At Neo4j, we’ve always been user-driven, and we know that many of you are dealing with increasingly complex questions and uncertain situations.
One of our biggest user communities are developers and data scientists working for businesses that use advanced analytics and data science to improve predictions and drive better decision making. Because relationships are so predictive of behavior, we heard your collective call to simplify the methods of incorporating connected data into your workflows with robust, enterprise-grade features and scale.
We appreciate your candid stories and collaboration, and we’ve used this to create a better solution. As such, we’re excited to announce Neo4j for Graph Data Science™, the first data science environment built to harness the predictive power of relationships for enterprise deployments.
Neo4j for Graph Data Science is an ecosystem of tools that includes:
What Is Graph Data Science?
When speaking to practitioners, the first questions I’m often asked is, “What is graph data science and how is it different from what I’m already doing?”
Simply put, graph data science is connected data science, where relationships are first-class citizens and the connections between your data points can be used to make better, more accurate predictions. Instead of thinking about your data in rows and columns, you begin to consider the importance of the relationships between those data points, which are potentially far more valuable for predictive accuracy than your flat tabular descriptors.
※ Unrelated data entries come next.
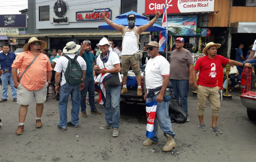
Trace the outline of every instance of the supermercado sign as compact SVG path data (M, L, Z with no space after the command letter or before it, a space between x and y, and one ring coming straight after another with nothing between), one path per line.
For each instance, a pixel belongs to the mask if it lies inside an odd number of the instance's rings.
M76 20L78 21L102 20L100 13L105 11L105 16L111 19L112 11L109 9L94 9L93 11L78 11L76 13Z
M155 10L163 13L165 0L145 1L145 14L154 14ZM167 0L167 13L213 11L214 0Z
M0 28L0 36L19 35L17 28Z

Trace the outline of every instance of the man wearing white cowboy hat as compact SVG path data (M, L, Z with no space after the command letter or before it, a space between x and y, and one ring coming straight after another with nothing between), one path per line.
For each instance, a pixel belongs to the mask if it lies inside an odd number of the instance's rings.
M243 63L229 60L220 55L217 55L217 49L219 44L210 42L203 50L205 56L199 59L195 63L193 73L193 82L197 94L197 114L201 130L206 130L204 123L204 112L207 99L208 98L212 109L212 122L210 129L217 133L222 133L216 126L220 109L219 87L217 85L218 72L221 65L228 64L243 67L250 67L251 64ZM197 81L196 73L200 71Z
M75 54L80 49L80 47L81 47L80 45L76 45L74 42L68 42L63 50L63 53L65 54L65 55L61 56L59 58L54 68L54 70L56 71L55 90L57 92L59 93L59 91L60 92L60 100L59 103L60 120L58 124L58 128L62 130L67 130L67 126L73 127L78 126L78 115L80 108L80 90L84 88L85 86L84 82L86 75L85 61L82 57L78 56ZM65 75L66 70L68 69L67 68L69 68L70 69L70 68L67 67L69 60L74 58L76 59L76 61L79 64L78 66L80 66L80 69L82 72L82 82L80 82L79 81L78 84L75 85L71 84L71 83L69 83L66 80ZM79 68L80 68L79 66L78 67ZM72 68L72 70L78 70L78 68ZM62 72L62 80L61 83L60 88L59 83L61 79L61 72ZM67 122L67 107L69 95L71 96L72 101L71 121Z
M17 102L21 105L19 110L20 123L16 131L17 135L23 132L28 107L34 98L37 103L36 127L42 126L41 117L43 103L46 100L47 86L50 83L52 70L47 56L40 53L46 45L45 42L32 37L23 47L24 52L17 56L11 66L14 86L17 88ZM17 69L20 69L19 79Z

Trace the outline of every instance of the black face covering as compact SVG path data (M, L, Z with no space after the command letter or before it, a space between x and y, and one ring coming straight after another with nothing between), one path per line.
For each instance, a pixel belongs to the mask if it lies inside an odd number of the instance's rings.
M135 21L136 21L136 19L128 19L128 28L130 29L133 28L135 26Z

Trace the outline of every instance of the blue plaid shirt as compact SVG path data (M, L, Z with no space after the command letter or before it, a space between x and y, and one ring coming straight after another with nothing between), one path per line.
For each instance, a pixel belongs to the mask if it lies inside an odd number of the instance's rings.
M0 53L0 65L1 69L4 71L9 70L11 71L11 64L16 58L14 52L9 51L7 55L4 52Z

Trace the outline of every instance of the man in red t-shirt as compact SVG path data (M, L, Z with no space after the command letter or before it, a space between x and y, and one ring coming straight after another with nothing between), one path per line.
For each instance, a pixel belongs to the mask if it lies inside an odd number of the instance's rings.
M221 46L219 44L210 42L203 50L206 55L196 62L193 73L193 82L197 93L197 114L200 124L198 125L202 130L206 130L204 123L204 112L207 99L208 98L212 109L213 121L210 129L217 133L222 133L216 126L220 108L219 87L217 85L218 72L221 65L228 64L243 67L250 67L251 64L243 63L229 60L220 55L217 55L217 49ZM196 73L200 71L197 81Z

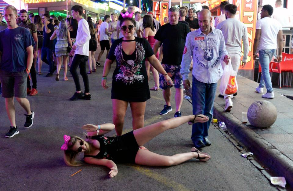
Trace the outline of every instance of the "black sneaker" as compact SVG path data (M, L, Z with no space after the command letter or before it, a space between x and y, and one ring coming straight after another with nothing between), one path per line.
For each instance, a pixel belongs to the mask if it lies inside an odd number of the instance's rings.
M174 117L181 117L181 112L180 111L177 111L176 113L175 113L175 114L174 114Z
M70 100L71 101L75 101L77 100L78 99L81 99L85 96L85 94L81 92L80 93L77 93L75 92L74 93L73 96L70 98Z
M19 132L17 129L17 127L10 126L10 129L9 131L5 135L5 137L8 138L11 138L16 135L19 133Z
M89 94L88 95L86 95L85 94L83 94L83 95L84 95L84 96L82 98L79 98L80 99L86 99L86 100L90 100L92 99L92 96L91 96L90 94Z
M170 111L172 111L172 107L171 106L164 105L164 109L161 111L160 115L166 115Z
M31 111L31 115L26 115L24 114L27 116L27 119L25 120L25 123L24 124L24 127L29 128L31 127L34 123L34 113L33 111Z

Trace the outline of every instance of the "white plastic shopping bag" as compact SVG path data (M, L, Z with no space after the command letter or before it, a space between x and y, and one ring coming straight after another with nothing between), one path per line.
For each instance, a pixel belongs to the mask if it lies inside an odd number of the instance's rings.
M220 92L223 96L233 94L238 90L238 85L236 81L236 75L237 74L233 70L231 64L231 60L229 60L229 64L226 65L224 69L220 84Z

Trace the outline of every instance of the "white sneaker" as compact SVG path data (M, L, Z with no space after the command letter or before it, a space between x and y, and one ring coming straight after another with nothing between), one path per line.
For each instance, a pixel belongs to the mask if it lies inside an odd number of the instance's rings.
M259 93L263 93L263 88L258 87L255 88L255 91Z
M229 112L232 110L232 107L233 107L233 102L231 100L231 98L230 97L228 97L225 99L226 104L225 105L225 111Z
M267 93L265 94L262 95L262 97L265 98L273 99L275 97L275 94L274 94L273 92L270 92L269 93Z

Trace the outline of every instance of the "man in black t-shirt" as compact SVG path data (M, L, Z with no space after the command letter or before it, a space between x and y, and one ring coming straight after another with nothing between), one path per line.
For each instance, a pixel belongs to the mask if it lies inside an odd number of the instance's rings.
M189 23L189 27L191 31L199 28L198 20L194 17L194 12L193 9L190 9L188 10L188 18L185 19L185 21Z
M42 17L42 22L45 24L43 31L44 31L44 40L43 47L42 47L41 58L42 61L46 63L49 65L49 72L46 75L46 77L53 76L53 73L56 70L56 67L54 67L52 60L53 55L53 41L50 40L50 38L54 32L54 25L49 22L50 16L45 13Z
M11 125L5 136L11 138L19 133L15 121L15 97L27 114L24 127L30 127L33 123L34 113L26 96L27 79L32 64L34 42L29 31L16 24L17 9L8 5L4 12L8 24L0 32L0 79Z
M190 32L187 25L178 22L179 11L177 8L172 7L168 12L169 22L159 29L154 38L156 42L153 49L155 55L157 53L161 42L163 43L163 60L162 65L168 74L174 82L176 89L175 103L176 112L174 115L181 116L180 109L183 100L183 85L182 77L180 74L181 61L184 49L185 39ZM163 94L166 102L164 109L160 114L166 115L172 111L171 97L172 86L167 85L164 75L160 74L160 88L163 89Z

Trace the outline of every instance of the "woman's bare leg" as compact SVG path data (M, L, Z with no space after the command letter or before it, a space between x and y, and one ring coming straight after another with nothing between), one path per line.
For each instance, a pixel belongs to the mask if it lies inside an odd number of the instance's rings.
M122 135L124 117L126 113L128 102L125 101L112 99L113 110L113 123L115 125L116 133L118 136Z
M95 51L92 51L92 64L94 69L96 69L96 59L95 58Z
M150 62L146 60L146 74L147 75L147 79L149 81L150 81Z
M64 67L63 72L64 72L64 78L67 77L67 61L68 60L68 56L63 56L63 66Z
M172 118L135 130L133 134L137 144L141 146L166 130L176 128L194 118L194 115Z
M61 69L61 64L62 64L62 56L57 57L57 74L59 74L60 71L60 70Z
M92 70L92 51L89 51L89 70Z
M159 87L159 73L158 71L153 67L152 65L150 65L150 69L153 73L153 75L154 76L154 81L155 81L155 86L156 87Z
M133 130L141 128L144 124L144 113L146 102L129 102L132 115L132 127Z
M38 49L38 70L39 72L41 72L41 69L42 69L42 59L41 59L42 55L42 49Z
M201 161L207 161L210 157L195 152L189 152L177 154L172 156L162 155L150 151L139 149L135 157L135 163L138 164L152 166L174 166L180 164L194 158L206 157L201 159Z

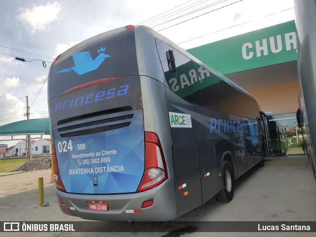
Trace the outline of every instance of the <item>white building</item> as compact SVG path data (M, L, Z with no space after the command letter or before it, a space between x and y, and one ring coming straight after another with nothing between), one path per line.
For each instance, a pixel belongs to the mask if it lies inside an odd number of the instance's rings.
M31 145L32 155L51 154L50 138L40 138L32 141L34 141Z
M14 146L6 148L4 157L25 156L27 152L26 147L26 141L22 140ZM49 138L31 140L31 148L32 155L51 154L51 140Z

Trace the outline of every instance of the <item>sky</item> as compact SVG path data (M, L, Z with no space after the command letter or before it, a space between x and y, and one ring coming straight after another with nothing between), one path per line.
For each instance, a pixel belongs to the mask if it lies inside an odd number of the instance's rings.
M51 63L96 34L144 25L188 49L294 19L293 0L0 0L0 126L26 119L27 96L48 117Z

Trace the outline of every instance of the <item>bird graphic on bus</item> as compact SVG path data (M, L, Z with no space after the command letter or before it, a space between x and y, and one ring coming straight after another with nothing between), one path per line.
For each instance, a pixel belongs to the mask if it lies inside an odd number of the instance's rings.
M110 55L102 53L105 51L106 48L106 47L104 48L101 47L100 49L98 49L98 53L99 54L94 59L92 59L90 52L88 51L75 53L73 55L75 66L58 71L56 73L69 72L74 70L78 75L82 75L98 69L105 59L111 57Z

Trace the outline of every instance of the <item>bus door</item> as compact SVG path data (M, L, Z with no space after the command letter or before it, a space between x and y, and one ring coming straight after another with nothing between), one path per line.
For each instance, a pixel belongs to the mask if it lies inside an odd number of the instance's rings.
M261 127L263 129L262 132L264 137L264 144L266 152L265 155L266 157L271 157L272 155L272 150L271 149L271 140L269 133L269 118L262 111L260 111L260 118L261 120Z

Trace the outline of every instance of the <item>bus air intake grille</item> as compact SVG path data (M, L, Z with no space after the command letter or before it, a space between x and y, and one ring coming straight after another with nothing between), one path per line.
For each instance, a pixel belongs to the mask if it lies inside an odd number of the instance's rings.
M79 131L72 132L71 133L61 134L60 136L62 137L68 137L69 136L81 136L82 135L87 135L88 134L96 134L98 133L109 131L127 127L129 126L130 123L130 122L128 122L121 124L114 124L113 125L109 125L107 126L100 127L99 128L86 129L85 130L81 130Z
M63 128L60 128L58 129L58 132L64 132L67 130L71 130L72 129L76 129L79 128L83 128L84 127L88 127L93 125L97 125L98 124L104 124L105 123L111 123L111 122L116 122L120 120L125 120L125 119L129 119L133 118L134 114L127 114L126 115L120 116L118 117L114 117L113 118L109 118L104 119L101 119L100 120L96 120L94 121L88 122L86 123L83 123L79 124L76 124L75 125L71 125L70 126L64 127Z

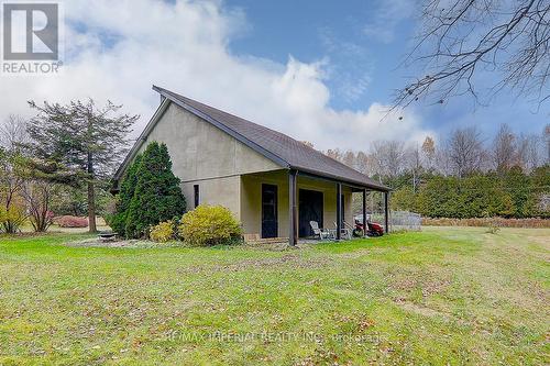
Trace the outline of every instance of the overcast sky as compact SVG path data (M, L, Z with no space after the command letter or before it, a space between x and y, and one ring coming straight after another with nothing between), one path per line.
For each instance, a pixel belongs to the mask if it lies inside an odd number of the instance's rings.
M276 129L318 148L369 149L375 140L436 138L501 122L540 133L548 112L508 95L418 104L382 119L411 70L415 7L393 1L64 2L65 65L57 76L0 76L0 118L29 114L26 100L110 99L146 124L153 84ZM403 117L403 120L398 120Z

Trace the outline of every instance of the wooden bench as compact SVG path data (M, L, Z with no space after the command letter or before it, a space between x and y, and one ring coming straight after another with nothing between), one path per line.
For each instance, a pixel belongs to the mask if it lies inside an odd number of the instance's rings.
M111 242L117 239L118 233L99 233L98 239L101 242Z

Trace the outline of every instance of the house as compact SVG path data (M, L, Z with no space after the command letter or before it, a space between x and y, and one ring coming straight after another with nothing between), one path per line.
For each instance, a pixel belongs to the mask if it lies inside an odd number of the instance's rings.
M117 171L114 191L136 154L157 141L168 147L188 207L229 208L245 234L294 245L311 234L310 221L329 229L352 223L353 192L363 193L365 215L370 190L384 192L387 228L389 188L283 133L153 89L161 106Z

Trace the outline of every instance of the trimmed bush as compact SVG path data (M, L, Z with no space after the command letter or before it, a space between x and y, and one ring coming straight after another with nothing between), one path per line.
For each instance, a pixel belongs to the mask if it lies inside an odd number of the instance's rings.
M64 215L54 219L61 228L88 228L88 218Z
M242 235L241 224L230 210L206 204L184 214L178 231L186 243L197 246L232 244Z
M186 208L166 144L152 142L147 145L136 178L124 226L124 234L130 239L146 236L151 226L180 217Z
M120 185L120 192L117 196L116 212L108 218L108 224L111 229L119 234L119 236L127 236L127 218L130 202L134 197L135 185L138 184L138 169L141 164L141 154L135 156L134 162L130 165Z
M161 222L158 225L151 228L148 237L153 242L166 243L176 239L176 233L174 230L174 222L172 220Z

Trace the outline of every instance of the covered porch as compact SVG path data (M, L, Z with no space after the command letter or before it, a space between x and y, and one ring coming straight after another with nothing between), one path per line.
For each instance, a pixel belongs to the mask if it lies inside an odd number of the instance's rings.
M240 217L245 239L286 241L290 245L314 235L310 221L332 230L336 240L343 239L342 229L354 226L352 195L362 195L363 222L366 222L366 197L370 190L376 190L297 169L242 175L240 186ZM384 198L387 228L387 191Z

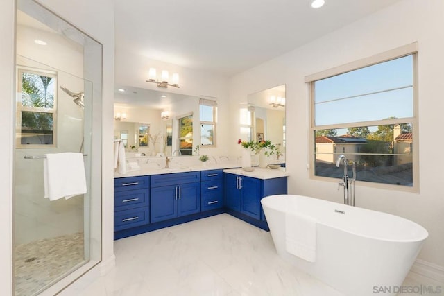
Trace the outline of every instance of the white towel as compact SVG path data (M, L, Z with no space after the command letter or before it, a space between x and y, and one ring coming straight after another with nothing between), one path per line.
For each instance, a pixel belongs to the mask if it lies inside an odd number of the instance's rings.
M49 200L68 199L87 192L83 155L49 153L43 159L44 197Z
M114 142L114 168L117 168L120 174L126 173L125 145L121 141Z
M300 214L285 214L285 247L289 253L314 262L316 258L315 219Z
M119 143L120 141L114 141L114 168L117 168L117 162L119 162Z

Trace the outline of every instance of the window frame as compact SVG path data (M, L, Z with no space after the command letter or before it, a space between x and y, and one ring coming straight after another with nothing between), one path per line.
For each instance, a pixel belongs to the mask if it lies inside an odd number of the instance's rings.
M52 77L54 81L54 101L52 108L24 106L22 103L22 93L23 87L23 73L45 76ZM56 71L49 71L42 69L36 69L24 66L17 67L17 83L16 99L16 126L15 126L15 146L17 148L46 148L57 147L57 105L58 105L58 73ZM53 143L52 144L22 144L22 113L23 112L49 113L53 117Z
M186 119L187 117L191 117L191 137L180 137L180 128L181 128L181 125L180 123L182 122L182 120L183 120L184 119ZM187 139L191 139L191 148L189 149L191 151L191 154L189 154L189 155L192 155L193 154L193 147L194 145L194 115L193 114L193 112L189 112L189 113L187 113L185 114L182 114L180 116L178 116L176 117L176 120L177 120L177 124L178 124L178 138L177 138L177 145L178 145L178 148L177 150L178 150L180 152L180 155L188 155L187 154L183 154L182 150L187 150L188 149L182 149L180 148L180 141L183 140L183 141L187 141Z
M412 55L413 62L413 116L403 117L400 119L389 119L384 120L375 120L369 121L350 122L345 123L329 124L323 125L316 125L315 124L315 82L321 79L340 75L346 72L350 72L366 67L375 65L377 64L395 60L399 58ZM419 126L418 126L418 43L413 42L404 46L398 47L369 58L366 58L350 63L343 64L336 68L327 69L319 73L316 73L305 77L305 82L307 84L309 90L309 97L310 100L310 136L309 136L309 159L310 164L309 175L310 178L319 180L327 180L336 182L337 178L332 177L324 177L315 175L316 168L316 134L318 130L331 130L348 128L355 128L360 126L376 126L384 125L395 125L401 123L411 123L413 139L413 186L400 186L388 183L376 183L370 181L357 180L360 185L370 187L387 189L391 190L398 190L410 192L419 192ZM336 153L340 154L340 153Z
M200 98L199 99L199 114L200 114L200 106L207 106L212 107L213 110L213 121L200 121L199 131L202 131L202 125L212 125L213 126L213 143L211 145L202 145L202 132L199 132L199 145L200 147L203 148L216 148L216 125L217 125L217 101L216 100L209 100L206 98ZM200 116L199 116L200 117ZM199 118L199 119L200 119Z

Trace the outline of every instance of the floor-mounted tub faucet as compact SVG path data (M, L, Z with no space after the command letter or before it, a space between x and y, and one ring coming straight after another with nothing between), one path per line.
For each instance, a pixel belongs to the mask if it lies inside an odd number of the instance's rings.
M336 161L336 166L339 167L341 164L341 160L344 163L344 175L342 177L342 180L338 183L338 190L339 187L343 186L344 188L344 204L348 204L350 206L355 207L355 181L356 180L356 164L352 162L353 165L353 177L351 179L348 177L348 170L347 169L347 157L345 155L341 155Z

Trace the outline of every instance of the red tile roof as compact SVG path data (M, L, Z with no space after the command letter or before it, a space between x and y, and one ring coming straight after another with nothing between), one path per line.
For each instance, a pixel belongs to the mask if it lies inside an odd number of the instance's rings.
M395 139L395 141L409 141L409 140L413 140L413 136L411 132L404 132L400 134L399 136L398 136Z

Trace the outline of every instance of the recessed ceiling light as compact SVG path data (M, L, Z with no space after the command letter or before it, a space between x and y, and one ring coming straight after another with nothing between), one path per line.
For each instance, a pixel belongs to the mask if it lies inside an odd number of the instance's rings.
M48 44L46 42L45 42L43 40L40 40L38 39L36 39L35 40L34 40L34 43L35 43L36 44L39 44L39 45L48 45Z
M313 0L311 1L311 7L313 8L319 8L325 3L324 0Z

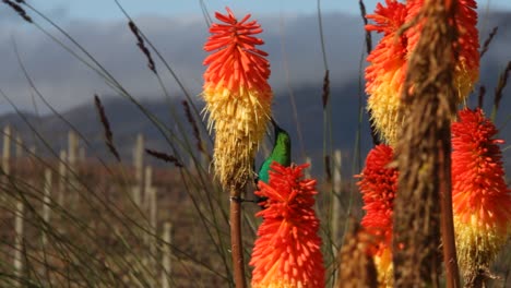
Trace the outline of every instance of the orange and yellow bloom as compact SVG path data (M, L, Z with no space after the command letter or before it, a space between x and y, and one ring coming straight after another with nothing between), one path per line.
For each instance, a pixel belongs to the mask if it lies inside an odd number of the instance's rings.
M367 57L367 108L382 140L394 143L396 128L401 125L400 95L406 74L407 38L397 31L405 23L406 5L387 0L387 7L377 4L375 14L368 15L375 24L366 29L383 33L383 37Z
M417 23L414 21L424 3L424 0L408 0L406 3L385 0L385 5L378 3L375 14L367 16L373 21L373 24L367 25L366 29L383 33L380 43L367 57L368 110L380 137L390 145L395 144L397 131L404 120L401 95L407 61L417 46L424 25L424 20ZM454 43L457 55L454 73L457 103L466 98L479 76L479 43L475 8L474 0L457 0L454 15L457 27L457 40ZM414 25L402 29L407 24Z
M204 64L203 98L209 127L216 131L215 172L224 188L243 185L251 176L253 157L270 120L272 89L264 44L253 35L262 32L250 14L238 21L215 13L222 23L210 27L204 50L212 51Z
M393 151L385 144L380 144L369 152L366 167L358 181L363 193L366 215L361 225L376 237L376 248L372 251L378 271L378 281L382 287L392 287L392 213L394 197L397 192L396 168L389 165L393 160Z
M307 165L273 163L270 181L257 195L268 197L250 265L253 288L324 287L324 264L314 205L316 180L302 179Z
M488 268L511 229L511 190L497 132L480 109L464 109L452 123L452 202L465 273Z

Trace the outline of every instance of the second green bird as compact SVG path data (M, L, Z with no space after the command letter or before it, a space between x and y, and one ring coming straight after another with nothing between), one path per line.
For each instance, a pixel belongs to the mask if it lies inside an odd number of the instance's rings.
M270 166L273 161L281 164L282 166L289 166L290 165L290 137L289 134L282 129L275 120L272 118L272 124L275 131L275 142L273 143L273 149L270 156L263 161L261 168L259 168L258 172L258 181L263 181L268 183L270 180ZM258 197L258 203L264 201L262 197Z

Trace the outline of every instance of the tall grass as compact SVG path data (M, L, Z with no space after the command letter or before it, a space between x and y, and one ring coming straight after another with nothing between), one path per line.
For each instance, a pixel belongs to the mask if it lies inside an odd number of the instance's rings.
M54 20L25 1L4 2L61 49L99 75L118 96L135 105L158 130L161 137L165 139L167 147L166 151L154 151L140 140L133 159L122 158L116 148L116 128L109 125L108 110L103 107L98 95L97 121L104 127L104 131L98 133L105 134L105 148L116 160L103 159L99 156L102 152L94 151L87 139L46 101L19 58L27 86L68 125L72 134L68 151L54 151L50 145L54 140L41 135L37 123L27 119L11 100L16 95L5 95L0 91L31 129L37 144L37 149L28 147L16 136L14 128L3 130L0 286L234 287L229 250L229 199L210 172L212 141L195 96L188 92L171 64L145 36L135 20L116 1L126 15L126 28L133 33L133 43L146 57L147 67L140 69L150 69L157 80L162 94L168 99L168 111L175 125L166 124L147 110L107 68ZM210 24L206 4L204 1L200 3L204 21ZM320 1L318 19L321 24ZM47 27L51 27L51 32ZM328 40L321 32L320 36L322 43ZM370 36L366 45L366 52L369 53ZM344 236L348 235L348 216L359 218L361 204L353 177L341 175L341 152L334 153L332 146L331 134L342 128L332 122L332 107L328 99L335 95L330 95L329 91L329 62L324 46L323 57L324 85L318 95L322 93L324 104L324 181L319 189L324 192L319 195L317 208L324 223L321 235L328 286L333 287L338 268L336 253L344 242ZM508 65L499 82L499 100L509 71ZM185 98L181 101L171 100L164 84L169 80L162 76L167 73L182 91ZM361 81L359 97L360 113L359 119L354 119L354 124L358 124L360 133L364 112ZM498 101L495 106L497 111ZM186 118L181 117L182 111ZM353 175L360 171L363 161L360 136L357 136L357 141ZM80 147L90 155L79 159ZM12 151L16 151L15 157L11 155ZM154 160L162 161L162 165L151 165ZM254 189L249 187L245 197L250 199ZM242 233L247 272L250 272L247 263L260 223L254 217L257 211L257 205L243 203ZM349 239L347 243L354 245ZM509 285L511 277L510 251L508 244L495 265L503 273L504 286ZM246 276L250 278L250 273Z

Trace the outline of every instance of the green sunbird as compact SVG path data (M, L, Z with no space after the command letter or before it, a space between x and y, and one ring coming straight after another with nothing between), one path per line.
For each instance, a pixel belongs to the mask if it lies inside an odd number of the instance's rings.
M275 134L275 142L273 143L273 149L270 156L264 160L259 168L258 179L257 181L263 181L268 183L270 180L270 166L273 161L276 161L283 166L290 165L290 137L289 134L282 129L275 120L272 120L272 124L274 127L274 134ZM264 199L257 196L257 202L264 201Z

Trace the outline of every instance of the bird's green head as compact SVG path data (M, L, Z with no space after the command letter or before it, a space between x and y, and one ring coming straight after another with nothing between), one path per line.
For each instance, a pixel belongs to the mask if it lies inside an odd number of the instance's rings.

Graph data science uses multidisciplinary workflows – combining queries, statistics, graph algorithms and ML techniques – for leveraging the relationships and topology of connected data to power artificial intelligence (AI) applications. Beyond algorithms and statistics, graph data science uses expressive Cypher queries to interrogate your graph and find local patterns. Visualization tools like Bloom advance efforts to explore, summarize and interact with your data.
Graph data science is broken down into two categories: graph analytics and graph-enhanced machine learning.
Graph analytics uses global queries or graph algorithms to answer specific questions, such as how many customers are in a marketing graph, are there any fraud rings in transaction data, or who’s the most important influencer in a network. Often, these kinds of questions can’t be answered without graphs.
Graph-enhanced machine learning uses graph algorithms or queries to describe the global topology or connectivity of your data set, and those features are used to train traditional ML models. You can add in descriptors based on your graph topology and relationships as additional features (or columns) in the model building pipelines that you’re used to using. Graph-based features let you make better predictions, using the data you already have.
Neo4j Graph Data Science Library
Neo4j’s Graph Data Science Library provides data scientists with a rich toolkit offering a flexible, analytics-designed data structure for global computations, and a library of parallelized, robust algorithms that quickly compute over very large graphs.
Algorithms are one of the most powerful tools in a data scientist’s toolbox. Graph algorithms are unsupervised ML methods and heuristics that learn and describe the topology of your graph.
The categories of validated, supported algorithms in the GDS™ Library are:
- Community Detection algorithms that cluster your graph based on relationships
- Centrality algorithms that reveal which nodes are important based on graph topology
- Similarity algorithms that identify similar nodes based on their neighbors or properties
- Pathfinding algorithms that find the shortest or most efficient paths to traverse a graph
- Link Prediction algorithms that predict unobserved or future relationships between nodes
>> GDS Library Documentation
Ready to try out these graph algorithms? Check out our Neo4j Graph Data Science sandbox or play the Browser guide
:play graph-data-sciencefrom within Neo4j desktop!
Flexible, Scalable Analytics Workspace
For efficiency, algorithms run on materialized in-memory computational graphs. Underlying data from your Neo4j database is transformed into a data structure optimized for global traversals and aggregations for extremely efficient and scalable execution over very large graphs with tens of billions of nodes.
The in-memory graph allows you to project different subsets of your graph and flexibly reshape your graph.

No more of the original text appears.